I pushed the change to ignore that no SecurityManager is there.

[holgerfriedrich]

@jbonofre is there anying else open I should address?

[jbonofre]

@holgerfriedrich I think this PR is pretty good, it just needs dependent PRs. I will tackle that.

[jbonofre]

@holgerfriedrich do you mind to share your email address with me ? I just realize that you didn't subscribe on the dev mailing list, and you are not on The ASF slack Karaf channel. Thanks !

[arusevm]

Hi @holgerfriedrich @jbonofre,

I've got here some ugly patches that seem to make the Subject-related stuff work on java 25.

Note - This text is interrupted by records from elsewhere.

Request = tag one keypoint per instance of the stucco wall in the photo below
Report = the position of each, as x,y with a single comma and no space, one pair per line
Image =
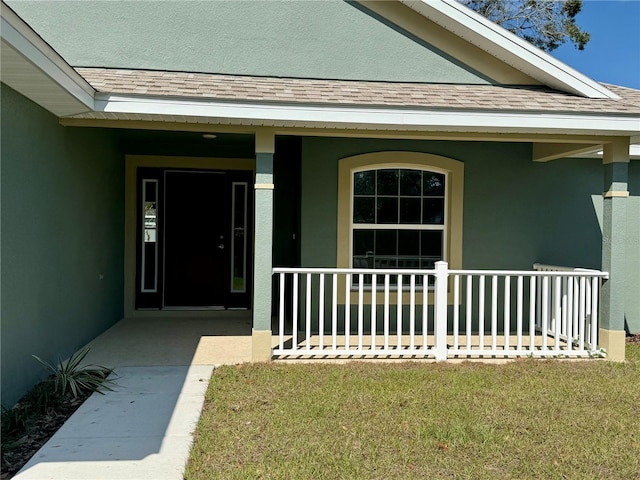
62,239
632,252
311,39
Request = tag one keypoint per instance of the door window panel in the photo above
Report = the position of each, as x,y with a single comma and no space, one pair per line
149,256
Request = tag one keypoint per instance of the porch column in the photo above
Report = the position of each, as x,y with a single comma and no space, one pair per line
263,214
614,223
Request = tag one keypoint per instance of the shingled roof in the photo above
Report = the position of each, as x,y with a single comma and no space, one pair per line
236,88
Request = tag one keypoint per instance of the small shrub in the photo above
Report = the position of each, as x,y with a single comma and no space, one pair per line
71,376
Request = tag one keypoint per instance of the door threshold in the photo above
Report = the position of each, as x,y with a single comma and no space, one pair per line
192,309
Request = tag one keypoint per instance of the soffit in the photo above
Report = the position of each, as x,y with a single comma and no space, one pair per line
32,68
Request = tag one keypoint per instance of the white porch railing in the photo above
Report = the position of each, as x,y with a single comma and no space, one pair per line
438,313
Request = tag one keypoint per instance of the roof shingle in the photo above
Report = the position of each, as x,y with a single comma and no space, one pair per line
356,93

Basically, there's an issue with that in 25, Subject.callAs() and current() use a ScopedValue and its binding "gets lost" across "thread-boundaries", of which there are a bunch :) It gets ugly, because every time you do something like ExecutorService.submit() you have to also "pass" the current Subject. Gets even worse, because Gogo needs a similar treatment...

Anyway, wondering if it might help if I share what we've got here with you... or if you already have something like it? Or if I might help in some other way? :)

[jbonofre]

@arusevm I'm finalizing camel-karaf release. I will be back on Karaf just after, tackling this.

Sorry for the delay.

[jbonofre]

Thanks @holgerfriedrich for the update ! I will do a new pass because I have a bunch of changes on the way.

[holgerfriedrich]

@jbonofre may I ask you to have a look at this again?

I rebased it in the last days and got the CI green.

It is a major step towards Java 25 compatibility.
Compilation with JDK 25 already works; one test needs a class downgrade and a few itests fail.
I'd like to keep that in a separate PR on top of this one.

❯ ./bin/karaf
WARNING: A terminally deprecated method in sun.misc.Unsafe has been called
WARNING: sun.misc.Unsafe::staticFieldOffset has been called by org.apache.felix.framework.util.SecureAction (file:/C:/Users/holgerf/src/karaf/assemblies/apache-karaf/target/assembly/system/org/apache/felix/org.apache.felix.framework/7.0.5/org.apache.felix.framework-7.0.5.jar)
WARNING: Please consider reporting this to the maintainers of class org.apache.felix.framework.util.SecureAction
WARNING: sun.misc.Unsafe::staticFieldOffset will be removed in a future release
        __ __                  ____
       / //_/____ __________ _/ __/
      / ,<  / __ `/ ___/ __ `/ /_
     / /| |/ /_/ / /  / /_/ / __/
    /_/ |_|\__,_/_/   \__,_/_/

  Apache Karaf (4.5.0-SNAPSHOT)

Hit '<tab>' for a list of available commands
and '[cmd] --help' for help on a specific command.
Hit '<ctrl-d>' or type 'system:shutdown' or 'logout' to shutdown Karaf.

@root()> shell:info
shell:info
Karaf
  Karaf version               4.5.0-SNAPSHOT
  Karaf home                  C:\Users\holgerf\src\karaf\assemblies\apache-karaf\target\assembly
  Karaf base                  C:\Users\holgerf\src\karaf\assemblies\apache-karaf\target\assembly
  OSGi Framework              org.apache.felix.framework-7.0.5

JVM
  Java Virtual Machine        OpenJDK 64-Bit Server VM version 25+36-3489
  Version                     25

[jbonofre]

@holgerfriedrich I removed the specs bundles. Can you please rebase?

What's your take about JDK 17 / JDK 21?
Personaly, I think it's completely ok to bump directly to JDK 21 for Karaf 4.5.x (JDK 17 is supported at runtime by Karaf 4.4.x).